With cold and flu season in full swing, washing your hands can go a long way

It’s happened to all of us before. You are just sitting down for dinner after a long day, but your mother’s query stops you. “Did you wash your hands?” You get up reluctantly and run your hands under lukewarm water long enough to appease your mom.

Why does she always insist on all this hand washing? To you it may seem pointless, but like most of the other things she says, Mother has a reason for demanding freshly washed hands.

Cold and flu season always seems to coincide with the weather turning cooler. “Fall starts to kick in at a point where whatever immune system and health strength we had coming into the school year is starting to sputter,” said Dr.
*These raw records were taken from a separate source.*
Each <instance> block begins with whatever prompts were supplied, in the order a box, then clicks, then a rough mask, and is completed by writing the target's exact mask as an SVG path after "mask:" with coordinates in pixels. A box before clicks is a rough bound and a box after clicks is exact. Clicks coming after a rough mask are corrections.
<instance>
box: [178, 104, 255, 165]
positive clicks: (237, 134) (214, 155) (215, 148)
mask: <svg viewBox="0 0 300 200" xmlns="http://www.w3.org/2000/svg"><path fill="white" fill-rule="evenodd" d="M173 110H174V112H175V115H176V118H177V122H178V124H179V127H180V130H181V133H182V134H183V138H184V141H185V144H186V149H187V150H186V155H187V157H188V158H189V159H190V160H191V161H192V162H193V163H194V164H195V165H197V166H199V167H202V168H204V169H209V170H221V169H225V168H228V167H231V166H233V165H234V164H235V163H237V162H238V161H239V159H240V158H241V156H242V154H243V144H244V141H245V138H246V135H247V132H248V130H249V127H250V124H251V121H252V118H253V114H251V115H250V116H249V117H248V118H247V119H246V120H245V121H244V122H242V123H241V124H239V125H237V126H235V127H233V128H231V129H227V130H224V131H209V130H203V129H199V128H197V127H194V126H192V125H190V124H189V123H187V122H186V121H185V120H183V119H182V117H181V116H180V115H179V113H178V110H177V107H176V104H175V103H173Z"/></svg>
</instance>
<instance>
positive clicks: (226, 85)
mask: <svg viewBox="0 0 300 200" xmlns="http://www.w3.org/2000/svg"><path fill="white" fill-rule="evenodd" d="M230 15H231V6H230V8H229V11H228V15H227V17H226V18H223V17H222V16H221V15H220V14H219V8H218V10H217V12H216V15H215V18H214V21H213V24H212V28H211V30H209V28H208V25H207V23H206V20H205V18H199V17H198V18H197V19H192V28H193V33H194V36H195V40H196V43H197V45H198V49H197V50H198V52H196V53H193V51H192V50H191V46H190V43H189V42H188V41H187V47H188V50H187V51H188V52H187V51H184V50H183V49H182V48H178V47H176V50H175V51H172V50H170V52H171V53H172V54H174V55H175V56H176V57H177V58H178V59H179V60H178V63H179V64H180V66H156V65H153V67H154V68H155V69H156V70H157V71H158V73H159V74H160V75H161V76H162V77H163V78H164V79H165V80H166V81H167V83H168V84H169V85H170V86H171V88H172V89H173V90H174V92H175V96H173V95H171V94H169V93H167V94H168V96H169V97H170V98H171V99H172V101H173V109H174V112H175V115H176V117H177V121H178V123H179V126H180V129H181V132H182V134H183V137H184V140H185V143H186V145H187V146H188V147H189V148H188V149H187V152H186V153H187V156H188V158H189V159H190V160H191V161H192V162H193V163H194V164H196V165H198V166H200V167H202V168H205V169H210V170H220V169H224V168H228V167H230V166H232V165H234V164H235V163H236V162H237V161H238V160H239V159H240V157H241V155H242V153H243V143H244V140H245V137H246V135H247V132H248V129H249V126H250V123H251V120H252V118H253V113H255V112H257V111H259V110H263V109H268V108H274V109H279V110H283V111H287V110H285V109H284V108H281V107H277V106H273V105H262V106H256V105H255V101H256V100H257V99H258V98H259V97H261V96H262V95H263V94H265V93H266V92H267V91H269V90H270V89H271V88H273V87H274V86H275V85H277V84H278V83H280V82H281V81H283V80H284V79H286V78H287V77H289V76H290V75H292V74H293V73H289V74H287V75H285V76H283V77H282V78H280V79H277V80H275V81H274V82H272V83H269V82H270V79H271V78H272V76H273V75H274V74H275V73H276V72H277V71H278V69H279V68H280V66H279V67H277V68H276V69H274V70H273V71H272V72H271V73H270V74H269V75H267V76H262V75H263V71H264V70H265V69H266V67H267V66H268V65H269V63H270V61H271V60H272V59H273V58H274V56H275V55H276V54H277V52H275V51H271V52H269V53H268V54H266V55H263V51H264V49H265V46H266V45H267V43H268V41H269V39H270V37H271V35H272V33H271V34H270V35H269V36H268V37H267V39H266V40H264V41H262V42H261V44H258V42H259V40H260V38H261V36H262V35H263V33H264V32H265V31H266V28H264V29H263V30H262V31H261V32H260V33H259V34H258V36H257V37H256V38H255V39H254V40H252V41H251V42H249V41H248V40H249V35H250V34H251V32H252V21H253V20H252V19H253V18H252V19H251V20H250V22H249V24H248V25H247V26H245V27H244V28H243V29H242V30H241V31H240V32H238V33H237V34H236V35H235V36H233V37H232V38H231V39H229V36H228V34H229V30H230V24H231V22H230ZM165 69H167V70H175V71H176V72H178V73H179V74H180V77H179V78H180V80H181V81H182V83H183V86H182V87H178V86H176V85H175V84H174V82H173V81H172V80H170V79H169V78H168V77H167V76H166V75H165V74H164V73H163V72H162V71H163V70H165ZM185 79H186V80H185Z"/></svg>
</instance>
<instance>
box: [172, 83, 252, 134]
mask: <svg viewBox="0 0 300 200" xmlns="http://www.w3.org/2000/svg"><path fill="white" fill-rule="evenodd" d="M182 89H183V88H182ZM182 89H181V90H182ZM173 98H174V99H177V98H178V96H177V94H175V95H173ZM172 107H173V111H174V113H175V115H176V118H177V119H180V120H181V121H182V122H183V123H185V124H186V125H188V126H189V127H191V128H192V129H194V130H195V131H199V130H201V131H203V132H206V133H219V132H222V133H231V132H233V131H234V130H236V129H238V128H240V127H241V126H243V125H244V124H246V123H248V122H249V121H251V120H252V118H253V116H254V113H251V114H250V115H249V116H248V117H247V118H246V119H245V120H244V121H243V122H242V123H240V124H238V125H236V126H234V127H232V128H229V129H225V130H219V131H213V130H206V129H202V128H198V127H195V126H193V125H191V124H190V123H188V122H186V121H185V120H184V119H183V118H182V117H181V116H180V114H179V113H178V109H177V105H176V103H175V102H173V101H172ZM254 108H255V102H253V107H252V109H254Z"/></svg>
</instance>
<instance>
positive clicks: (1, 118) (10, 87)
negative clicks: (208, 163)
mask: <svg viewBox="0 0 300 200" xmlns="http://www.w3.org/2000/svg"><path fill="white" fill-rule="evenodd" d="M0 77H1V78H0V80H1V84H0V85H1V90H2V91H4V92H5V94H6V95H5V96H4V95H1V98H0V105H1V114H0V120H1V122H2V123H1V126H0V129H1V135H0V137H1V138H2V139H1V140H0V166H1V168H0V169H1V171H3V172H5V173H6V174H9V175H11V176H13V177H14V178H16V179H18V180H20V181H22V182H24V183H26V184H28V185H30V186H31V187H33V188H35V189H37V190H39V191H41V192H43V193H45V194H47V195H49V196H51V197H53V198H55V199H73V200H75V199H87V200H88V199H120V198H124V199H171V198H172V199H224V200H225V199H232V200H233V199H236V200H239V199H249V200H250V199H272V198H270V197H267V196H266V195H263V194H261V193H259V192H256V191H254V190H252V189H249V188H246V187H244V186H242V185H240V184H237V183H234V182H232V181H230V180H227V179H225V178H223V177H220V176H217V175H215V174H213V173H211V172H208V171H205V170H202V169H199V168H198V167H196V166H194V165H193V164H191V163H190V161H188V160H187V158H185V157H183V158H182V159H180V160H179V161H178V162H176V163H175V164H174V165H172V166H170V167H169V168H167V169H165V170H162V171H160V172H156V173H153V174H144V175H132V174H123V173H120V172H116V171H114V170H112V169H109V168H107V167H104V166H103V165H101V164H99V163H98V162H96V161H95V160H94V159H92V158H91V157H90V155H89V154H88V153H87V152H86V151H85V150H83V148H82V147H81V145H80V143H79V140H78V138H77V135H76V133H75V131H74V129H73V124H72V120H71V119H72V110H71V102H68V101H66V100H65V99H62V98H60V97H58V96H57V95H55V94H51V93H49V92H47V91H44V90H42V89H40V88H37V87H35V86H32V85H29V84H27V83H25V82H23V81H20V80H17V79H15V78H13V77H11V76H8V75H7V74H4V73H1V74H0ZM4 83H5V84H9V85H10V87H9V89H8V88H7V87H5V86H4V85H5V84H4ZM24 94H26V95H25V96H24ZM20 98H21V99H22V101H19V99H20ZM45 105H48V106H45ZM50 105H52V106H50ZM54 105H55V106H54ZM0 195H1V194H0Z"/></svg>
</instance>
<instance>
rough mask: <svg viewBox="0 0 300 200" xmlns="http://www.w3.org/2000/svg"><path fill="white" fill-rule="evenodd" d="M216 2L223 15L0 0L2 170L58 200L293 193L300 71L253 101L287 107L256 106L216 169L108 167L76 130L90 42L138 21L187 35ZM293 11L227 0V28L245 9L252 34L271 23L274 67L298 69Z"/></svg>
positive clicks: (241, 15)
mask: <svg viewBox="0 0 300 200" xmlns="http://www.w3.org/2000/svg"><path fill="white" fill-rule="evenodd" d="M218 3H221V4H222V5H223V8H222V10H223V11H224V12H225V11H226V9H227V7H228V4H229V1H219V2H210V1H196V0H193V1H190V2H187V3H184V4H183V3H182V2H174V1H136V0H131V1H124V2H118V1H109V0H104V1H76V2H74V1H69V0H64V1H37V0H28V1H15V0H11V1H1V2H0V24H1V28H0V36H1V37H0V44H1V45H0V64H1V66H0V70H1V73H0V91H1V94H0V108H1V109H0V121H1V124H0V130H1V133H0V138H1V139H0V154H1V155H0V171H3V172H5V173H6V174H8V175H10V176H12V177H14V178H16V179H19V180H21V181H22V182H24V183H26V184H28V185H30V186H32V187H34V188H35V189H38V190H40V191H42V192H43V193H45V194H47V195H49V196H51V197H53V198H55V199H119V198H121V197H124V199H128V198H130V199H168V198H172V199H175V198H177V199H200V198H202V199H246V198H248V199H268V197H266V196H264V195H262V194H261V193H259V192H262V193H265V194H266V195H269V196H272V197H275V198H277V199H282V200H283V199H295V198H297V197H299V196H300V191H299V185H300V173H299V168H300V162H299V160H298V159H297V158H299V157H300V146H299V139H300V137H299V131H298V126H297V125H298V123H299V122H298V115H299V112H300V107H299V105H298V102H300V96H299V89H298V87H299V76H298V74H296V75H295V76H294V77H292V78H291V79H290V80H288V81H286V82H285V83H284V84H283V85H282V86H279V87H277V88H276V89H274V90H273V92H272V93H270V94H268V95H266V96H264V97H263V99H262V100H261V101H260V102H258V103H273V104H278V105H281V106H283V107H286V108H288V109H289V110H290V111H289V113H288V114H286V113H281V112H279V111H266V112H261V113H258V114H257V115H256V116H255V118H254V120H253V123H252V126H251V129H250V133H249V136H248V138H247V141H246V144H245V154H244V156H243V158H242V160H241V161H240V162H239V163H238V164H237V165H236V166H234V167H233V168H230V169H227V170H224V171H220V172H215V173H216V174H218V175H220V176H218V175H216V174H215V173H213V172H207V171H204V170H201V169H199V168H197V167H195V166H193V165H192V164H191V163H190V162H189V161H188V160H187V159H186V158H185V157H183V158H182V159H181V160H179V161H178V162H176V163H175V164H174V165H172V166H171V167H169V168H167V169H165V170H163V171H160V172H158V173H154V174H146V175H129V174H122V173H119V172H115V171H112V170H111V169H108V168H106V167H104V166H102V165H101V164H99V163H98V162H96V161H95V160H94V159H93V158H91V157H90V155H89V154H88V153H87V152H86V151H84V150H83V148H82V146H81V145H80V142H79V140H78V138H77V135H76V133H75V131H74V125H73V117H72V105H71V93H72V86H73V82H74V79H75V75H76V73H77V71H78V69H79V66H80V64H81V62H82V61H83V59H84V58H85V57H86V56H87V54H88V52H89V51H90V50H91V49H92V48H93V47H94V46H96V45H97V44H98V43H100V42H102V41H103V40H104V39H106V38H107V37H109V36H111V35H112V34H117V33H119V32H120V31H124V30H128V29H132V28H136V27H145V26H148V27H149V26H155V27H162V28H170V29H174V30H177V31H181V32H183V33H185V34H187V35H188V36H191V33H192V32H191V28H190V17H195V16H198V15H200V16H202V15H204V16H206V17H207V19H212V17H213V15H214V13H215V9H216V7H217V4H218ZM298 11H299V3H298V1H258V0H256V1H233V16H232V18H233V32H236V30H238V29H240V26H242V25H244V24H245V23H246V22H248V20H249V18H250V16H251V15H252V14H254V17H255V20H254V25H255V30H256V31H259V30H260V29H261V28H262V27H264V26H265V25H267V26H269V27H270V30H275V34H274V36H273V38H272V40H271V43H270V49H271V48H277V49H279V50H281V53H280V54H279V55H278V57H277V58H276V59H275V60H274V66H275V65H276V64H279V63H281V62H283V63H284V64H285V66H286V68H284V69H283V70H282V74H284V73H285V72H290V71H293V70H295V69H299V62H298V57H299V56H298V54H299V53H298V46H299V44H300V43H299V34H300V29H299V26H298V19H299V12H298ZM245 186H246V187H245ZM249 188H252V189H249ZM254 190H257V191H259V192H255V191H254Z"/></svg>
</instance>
Mike Gray, head of the biology department.

“All it takes is a few cases in the student body before [germs] can potentially spread if we have contact with somebody who’s already [fighting a cold],” he said. “The majority [of cold and flu cases] actually come about from direct contact, primarily through unwashed hands.”

Senior nursing major Samantha Hudson also stressed the importance of hand washing. “That’s the main way to prevent the spread of infection,” she said.
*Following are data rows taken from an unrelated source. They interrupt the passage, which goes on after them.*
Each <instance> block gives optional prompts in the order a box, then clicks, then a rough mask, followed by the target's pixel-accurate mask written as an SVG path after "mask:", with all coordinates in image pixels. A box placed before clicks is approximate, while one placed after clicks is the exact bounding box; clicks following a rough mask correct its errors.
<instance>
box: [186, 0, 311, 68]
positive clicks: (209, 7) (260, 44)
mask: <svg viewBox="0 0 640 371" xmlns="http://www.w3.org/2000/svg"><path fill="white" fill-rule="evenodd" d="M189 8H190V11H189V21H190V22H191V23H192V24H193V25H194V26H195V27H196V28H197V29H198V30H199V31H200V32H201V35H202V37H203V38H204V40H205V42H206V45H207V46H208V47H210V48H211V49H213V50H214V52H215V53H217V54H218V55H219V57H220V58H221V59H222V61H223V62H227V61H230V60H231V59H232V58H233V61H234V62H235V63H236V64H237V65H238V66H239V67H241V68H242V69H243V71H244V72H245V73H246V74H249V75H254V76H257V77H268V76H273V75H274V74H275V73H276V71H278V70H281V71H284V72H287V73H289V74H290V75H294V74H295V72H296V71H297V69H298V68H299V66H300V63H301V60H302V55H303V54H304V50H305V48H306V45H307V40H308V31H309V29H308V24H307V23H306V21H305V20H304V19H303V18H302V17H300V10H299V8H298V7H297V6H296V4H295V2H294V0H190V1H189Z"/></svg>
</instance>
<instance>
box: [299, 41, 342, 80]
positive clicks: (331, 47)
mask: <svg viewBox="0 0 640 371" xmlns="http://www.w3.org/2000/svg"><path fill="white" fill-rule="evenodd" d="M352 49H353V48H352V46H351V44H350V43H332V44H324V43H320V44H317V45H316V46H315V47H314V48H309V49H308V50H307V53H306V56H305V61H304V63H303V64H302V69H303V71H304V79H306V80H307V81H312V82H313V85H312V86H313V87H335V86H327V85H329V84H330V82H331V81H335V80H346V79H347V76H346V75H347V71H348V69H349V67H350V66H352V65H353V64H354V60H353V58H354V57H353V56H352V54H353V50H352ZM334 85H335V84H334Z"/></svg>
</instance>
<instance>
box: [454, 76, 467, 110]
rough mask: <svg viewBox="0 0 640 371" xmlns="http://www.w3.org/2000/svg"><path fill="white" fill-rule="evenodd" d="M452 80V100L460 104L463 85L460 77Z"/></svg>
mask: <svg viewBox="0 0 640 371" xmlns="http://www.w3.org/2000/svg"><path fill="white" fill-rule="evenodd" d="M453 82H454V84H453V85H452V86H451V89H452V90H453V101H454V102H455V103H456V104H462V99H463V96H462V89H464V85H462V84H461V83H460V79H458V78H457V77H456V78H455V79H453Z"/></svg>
Hudson said that thorough hand washing is the first thing nursing students are taught as freshmen since keeping your hands clean reduces the number of germs and viruses that cause colds.

Dr. Gray emphasized that hands touch everything: doorknobs, eating utensils, sink handles and even other hands. They’re the main way viruses get the opportunity to attack your immune system.

But if you do happen to get sick, there are simple solutions for fighting pesky colds. “Lots of fluids and rest,” Hudson said. She also prefers water to soda or coffee when it comes to increasing fluid intake.

In the end, washing your hands frequently is the best way to stay healthy. “The key is prevention,” Dr. Gray said, stressing the fact that the best defense is a good offense.

So wash your hands when they get dirty and even when you think they’re not dirty. With soap and water on your side, those pesky viruses don’t stand a chance.